Quiroga sigue mirando su reloj, fastidiado a pesar de todo porque la espera le está resultando interminable. Recoge al fin el montón de folios desparramados por la mesa, llenos de tachones y de palabras intercaladas, y piensa que ni la más eficiente mecanógrafa será capaz de pasar a limpio semejante galimatías en el poco tiempo del que va a disponer. Se tendrá que conformar con llevarlo en esas condiciones y leerlo tal cual está, eso suponiendo que él mismo pueda descifrar el laberinto de signos y llamadas de los márgenes.
Cuando todos los folios han quedado ordenados y guardados en el fondo de la cartera, oye una conversación en una mesa que acaban de ocupar unos recién llegados que vienen de la estación. Por lo visto ha ocurrido un accidente ferroviario grave no sé dónde, y ello le parece un mal presagio justamente ahora que él se dispone a tomar el tren.

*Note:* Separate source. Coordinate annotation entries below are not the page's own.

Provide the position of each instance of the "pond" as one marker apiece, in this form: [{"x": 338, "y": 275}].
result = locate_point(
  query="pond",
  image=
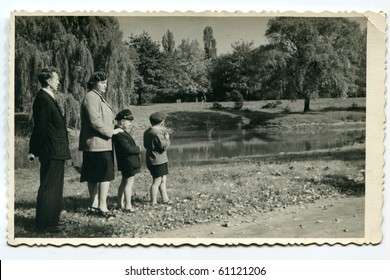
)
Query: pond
[
  {"x": 201, "y": 145},
  {"x": 195, "y": 146}
]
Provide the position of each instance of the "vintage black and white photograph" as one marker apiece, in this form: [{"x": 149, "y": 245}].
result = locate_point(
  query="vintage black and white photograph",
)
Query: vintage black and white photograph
[{"x": 196, "y": 128}]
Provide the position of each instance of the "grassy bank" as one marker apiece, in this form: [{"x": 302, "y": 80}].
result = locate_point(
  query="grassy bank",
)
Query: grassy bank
[{"x": 215, "y": 190}]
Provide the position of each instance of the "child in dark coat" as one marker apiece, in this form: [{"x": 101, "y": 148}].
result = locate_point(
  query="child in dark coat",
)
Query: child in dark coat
[
  {"x": 156, "y": 143},
  {"x": 128, "y": 159}
]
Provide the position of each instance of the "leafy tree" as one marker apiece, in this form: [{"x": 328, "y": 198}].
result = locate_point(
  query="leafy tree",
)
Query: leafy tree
[
  {"x": 191, "y": 70},
  {"x": 322, "y": 55},
  {"x": 77, "y": 46},
  {"x": 233, "y": 72},
  {"x": 148, "y": 64},
  {"x": 168, "y": 42},
  {"x": 210, "y": 44}
]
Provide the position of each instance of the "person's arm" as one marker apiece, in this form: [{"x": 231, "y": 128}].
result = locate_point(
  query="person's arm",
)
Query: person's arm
[
  {"x": 41, "y": 115},
  {"x": 93, "y": 107},
  {"x": 161, "y": 141}
]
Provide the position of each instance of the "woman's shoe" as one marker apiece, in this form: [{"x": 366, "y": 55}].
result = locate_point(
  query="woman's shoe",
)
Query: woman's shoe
[
  {"x": 168, "y": 202},
  {"x": 93, "y": 211},
  {"x": 106, "y": 214}
]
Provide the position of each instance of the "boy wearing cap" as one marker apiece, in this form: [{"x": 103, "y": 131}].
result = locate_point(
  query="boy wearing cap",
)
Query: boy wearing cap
[
  {"x": 156, "y": 143},
  {"x": 127, "y": 157}
]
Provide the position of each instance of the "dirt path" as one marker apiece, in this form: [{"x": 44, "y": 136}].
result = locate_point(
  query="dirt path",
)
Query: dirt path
[{"x": 330, "y": 218}]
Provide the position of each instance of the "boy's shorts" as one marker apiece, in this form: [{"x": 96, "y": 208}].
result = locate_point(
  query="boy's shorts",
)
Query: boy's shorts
[{"x": 158, "y": 170}]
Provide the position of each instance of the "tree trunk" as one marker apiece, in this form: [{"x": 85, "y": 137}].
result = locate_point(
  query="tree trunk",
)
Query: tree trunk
[
  {"x": 139, "y": 98},
  {"x": 307, "y": 105}
]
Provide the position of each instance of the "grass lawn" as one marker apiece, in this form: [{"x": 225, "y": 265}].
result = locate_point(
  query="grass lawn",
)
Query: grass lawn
[{"x": 215, "y": 190}]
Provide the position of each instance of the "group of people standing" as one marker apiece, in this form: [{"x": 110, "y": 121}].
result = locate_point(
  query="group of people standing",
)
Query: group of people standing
[{"x": 99, "y": 137}]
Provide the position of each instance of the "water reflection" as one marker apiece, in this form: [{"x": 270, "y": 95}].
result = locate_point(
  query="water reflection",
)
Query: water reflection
[
  {"x": 188, "y": 146},
  {"x": 198, "y": 145}
]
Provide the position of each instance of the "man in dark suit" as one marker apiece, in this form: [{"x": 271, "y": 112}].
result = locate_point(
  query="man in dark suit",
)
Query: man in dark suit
[{"x": 49, "y": 142}]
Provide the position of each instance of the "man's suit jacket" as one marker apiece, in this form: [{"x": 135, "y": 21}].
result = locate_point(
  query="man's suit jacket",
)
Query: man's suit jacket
[{"x": 49, "y": 138}]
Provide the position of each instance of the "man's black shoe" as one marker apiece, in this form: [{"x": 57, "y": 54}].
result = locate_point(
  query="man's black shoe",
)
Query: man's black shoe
[{"x": 53, "y": 229}]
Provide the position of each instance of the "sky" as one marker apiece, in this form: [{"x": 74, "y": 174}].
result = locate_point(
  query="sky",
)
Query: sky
[{"x": 226, "y": 30}]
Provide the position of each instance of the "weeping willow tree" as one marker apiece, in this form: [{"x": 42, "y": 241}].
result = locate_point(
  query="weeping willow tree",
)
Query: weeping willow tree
[{"x": 77, "y": 47}]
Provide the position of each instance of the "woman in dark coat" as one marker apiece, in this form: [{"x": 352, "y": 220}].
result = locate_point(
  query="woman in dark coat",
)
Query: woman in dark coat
[{"x": 97, "y": 129}]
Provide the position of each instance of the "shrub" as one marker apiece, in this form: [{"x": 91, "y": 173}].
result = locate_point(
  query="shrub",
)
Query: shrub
[
  {"x": 217, "y": 105},
  {"x": 287, "y": 109},
  {"x": 238, "y": 100}
]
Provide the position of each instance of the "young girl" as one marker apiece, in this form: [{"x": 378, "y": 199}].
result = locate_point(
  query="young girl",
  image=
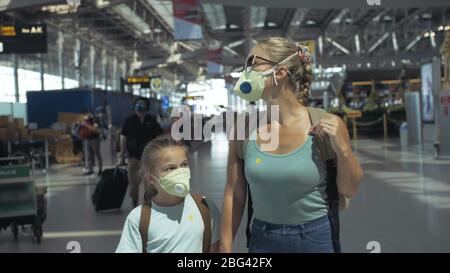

Tras pagar la cuenta, abandona el lugar (con la esperanza de volver en alguna otra ocasión) y mira el reloj de nuevo. Ya sólo faltan veinte minutos. Al entrar en la estación nota una gran excitación, una calma tensa, probablemente a causa de lo del accidente. Se entera, por los comentarios de unos empleados, que ha sucedido precisamente en el tren que él ha perdido pocas horas antes. Ha sido arrollado por detrás por una locomotora que no ha respetado un semáforo. Y según dicen, hay un muerto, un hombre que había encontrado billete a última hora, por ausencia de un pasajero que no llegó a tiempo.
Quiroga se queda mirando al infinito, avanza unos cuantos pasos tambaleándose hasta alcanzar un asiento de plástico naranja, deja caer pesadamente su cartera contra el suelo y, cubriéndose el rostro con las manos, comienza a llorar copiosamente.